Figure 1. Specific phosphoinositide messengers regulate protein activities

Polyphosphoinositides can be generated from PtdIns3P (PI3P), PtdIns4P (PI4P) and PtdIns5P (PI5P) by enzymes of the PIPK family. Importantly, each of these polyphosphoinositides possesses a specific group of protein effectors within the cell, and the binding of these lipids to their protein partners acts to modulate protein activity. PI3,4,5P₃, PtdIns(3,4,5)P₃; PI3,5P₂, PtdIns(3,5)P₂; PI3,4P₂, PtdIns(3,4)P₂; PI4,5P₂, PtdIns(4,5)P₂.

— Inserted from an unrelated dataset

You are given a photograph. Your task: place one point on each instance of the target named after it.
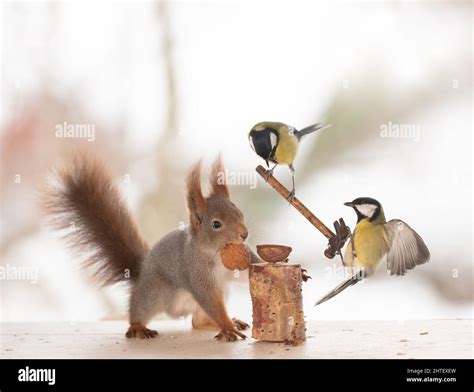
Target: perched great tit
(375, 240)
(278, 143)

Figure 2. PtdIns(4,5) P₂ generation is spatially and temporally regulated

In order to act as a succinct signalling molecule, PtdIns(4,5)P₂ (PIP₂) is generated only where and when it is needed for function. PIPKI activity is modulated downstream of signalling cues such as G-proteins, tyrosine and serine phosphorylation, or other post-translational modifications. PIPKIs are targeted to discrete subcellular domains by the binding of proteins that can act as targeting factors. At these sites, PtdIns(4,5)P₂ is generated for use by its effectors. In addition, many proteins which physically associate with PIPKIs are also PtdIns(4,5)P₂ effectors. PIP, PtdInsP. An animated version of this Figure can be found at http://www.BiochemJ.org/bj/418/0247/bj4180247add.htm.

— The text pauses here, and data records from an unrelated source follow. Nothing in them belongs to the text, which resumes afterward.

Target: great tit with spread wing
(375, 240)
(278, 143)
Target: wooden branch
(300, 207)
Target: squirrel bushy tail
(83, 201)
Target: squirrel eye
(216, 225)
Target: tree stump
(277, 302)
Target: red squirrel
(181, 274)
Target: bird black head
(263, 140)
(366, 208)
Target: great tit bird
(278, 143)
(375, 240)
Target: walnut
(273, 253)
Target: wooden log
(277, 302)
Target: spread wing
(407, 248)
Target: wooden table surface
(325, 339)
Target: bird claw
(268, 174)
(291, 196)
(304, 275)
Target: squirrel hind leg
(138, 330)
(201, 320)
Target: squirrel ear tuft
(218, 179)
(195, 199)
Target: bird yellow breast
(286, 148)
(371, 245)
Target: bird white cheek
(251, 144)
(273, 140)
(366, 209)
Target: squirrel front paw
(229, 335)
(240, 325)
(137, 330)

Figure 3. AP1B/PIPKIγ dependent E-cadherin exocytosis

PIPKIγ 661 acts as both a scaffolding and signalling molecule by linking E-cadherin (ECD) to AP1B, allowing for the trafficking of E-cadherin from the recycling endosome to the basolateral plasma membrane. At the plasma membrane, the exocyst complex assembles in a PtdIns(4,5)P₂-dependent manner to mediate fusion of the exocytic vesicle with the plasma membrane. Further regulation of PIPKIs and the exocyst at the site of exocytosis occur via the actions of the small G-proteins Ral, Cdc42 and Rho.

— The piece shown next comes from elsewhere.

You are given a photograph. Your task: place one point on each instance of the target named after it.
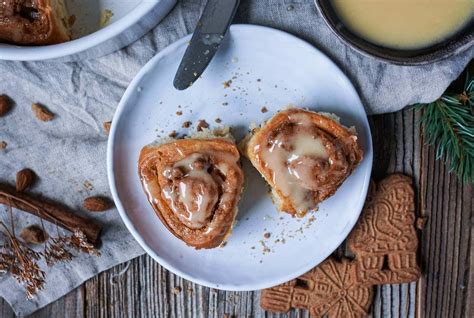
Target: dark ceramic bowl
(458, 42)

Figure 4. Tyrosine-compared with dileucine-facilited endocytosis of E-cadherin

The facilitation of E-cadherin internalization via two individual clathrin-dependent pathways suggests that the entry into one system compared with the other must be regulated via specific cellular signals. (A) AP2-mediated E-cadherin (ECD) endocytosis via the tyrosine sorting motif (Yxxφ) and a PIPKIγ-scaffold may be the pathway in which E-cadherin could recycle back to the plasma membrane after internalization. This pathway is subject to regulation by Arf6, as Arf6 can associate with AP2 and PIPKIγ and targets both proteins to the plasma membrane. As this pathway does not require dissociation of p120-catenin for endocytosis, E-cadherin would probably remain in a stabilized complex at the recycling endosome and be quickly returned to the cell surface, rather than being sent to the lysosome. In this model, the tyrosine-sorting-motif-mediated pathway could be a mechanism for constitutive E-cadherin endocytosis, as there is no net loss in E-cadherin. (B) In contrast, stimulated dissociation of p120-catenin from E-cadherin (ECD) would open up the dileucine (LL) motif for recognition by an as-yet undefined AP complex, and the destabilized E-cadherin complex would then be endocytosed in an SNX9- and dynamin (Dyn)-dependent manner. Generation of PtdIns(4,5)P₂ by a PIPKI would likely be required to activate the AP complex and to drive dynamin and SNX9 function at the site of vesicle fission. In this system, the fate of endocytosed E-cadherin is less clear. However, the identification of the specific clathrin adaptor(s) which mediate dileucine-based E-cadherin internalization will shed light on this pathway.